Version

    Data Manager introduction

    Overview

    Data Manager provides functionality that allows domain experts to work directly with data that is processed by or used by CloverDX. Data Manager allows users to view, edit and approve changes to data that flows through the system.

    Data Manager supports two basic use cases - data quality management and reference data management. In both cases, the Data Manager offers a comfortable user interface that allows users to see their data, make changes and review/approve them to ensure that only valid data is retained and processed further. Data Manager implements permissions system which allows different users to have different roles (e.g., read-only users, approvers and more) to ensure that everyone has just the access they need to do their job.

    Data quality in Data Manager

    The first use case we’ll cover in this manual is the data quality use case. The Data Manager is used to monitor and improve the quality of the data that flows through it. It can be used, for example, to store rows that fail data validation and require manual user intervention to correct the data issues. Data Manager offers an interface where users can easily see the data and associated validation messages and fix data issues by manually editing the data. The rows can then be sent for approval and once approved they will be picked up by a CloverDX graph which will send them to the downstream system.

    data manager data flow
    Figure 129. High-level overview of the data flow through the Data Manager.

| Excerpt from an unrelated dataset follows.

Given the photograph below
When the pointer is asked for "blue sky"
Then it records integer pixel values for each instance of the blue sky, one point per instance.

    The above diagram shows basic data flow in a data quality use case when implemented with CloverDX Data Manager. Data starts its journey in a CloverDX job (e.g., in a graph) which reads the data from the source and applies any transformations as needed. This process is typically automated, and data is picked up from the source based on a schedule, or the load can be triggered by an event such as file arrival or an API call.

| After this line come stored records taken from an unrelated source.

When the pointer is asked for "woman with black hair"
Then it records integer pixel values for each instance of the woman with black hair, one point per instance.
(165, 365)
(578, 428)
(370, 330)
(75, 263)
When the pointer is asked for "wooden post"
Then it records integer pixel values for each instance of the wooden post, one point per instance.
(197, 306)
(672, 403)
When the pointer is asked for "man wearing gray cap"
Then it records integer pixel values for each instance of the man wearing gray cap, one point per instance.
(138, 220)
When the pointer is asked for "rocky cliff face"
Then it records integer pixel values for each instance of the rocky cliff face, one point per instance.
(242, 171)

    During this initial processing, data is validated. Any validation issues are collected and sent along with the data to the Data Manager.

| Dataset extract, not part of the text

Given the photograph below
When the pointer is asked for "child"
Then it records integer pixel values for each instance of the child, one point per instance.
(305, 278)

    Data Manager shows the data to users who can review and modify the data to ensure that any issues are fixed. Once the data is clean, it can be approved in the Data Manager for further processing.

    All approved rows are picked up from the Data Manager’s storage by another CloverDX job. As before, this step can be automated and performed based on a schedule or variety of triggers.

    And finally, the records are uploaded to their destination. This can be any target system – whether it is a file, API, cloud app or a database. At the same time, the Data Manager is notified that each row has been processed and will show this information to its users. Users can then see that the data was successfully loaded into the target system.

    A typical example of the data quality use case that benefits from the Data Manager is data ingestion. During data ingestion data issues are frequently detected early in the process and in many cases cannot be fixed automatically - a person (domain expert) needs to review, fix, and then approve the data.

    To learn more about data quality uses cases and how Data Manager can help, see more information about transactional data sets and their usage.

    Reference data management in Data Manager

    The second use case focuses on master data management and reference data management. In these cases, users need to manage shared data that is used across the organization. Typically, this means various shared reference (lookup) tables, product lists, configuration tables and more.

    Compared to the data quality use case, these reference tables are often relatively static. Once the data set is created and populated, the data tends to stay there for a long time even though it is modified. As an example, you can have reference tables for product catalog, product categories, country codes, regional codes and more.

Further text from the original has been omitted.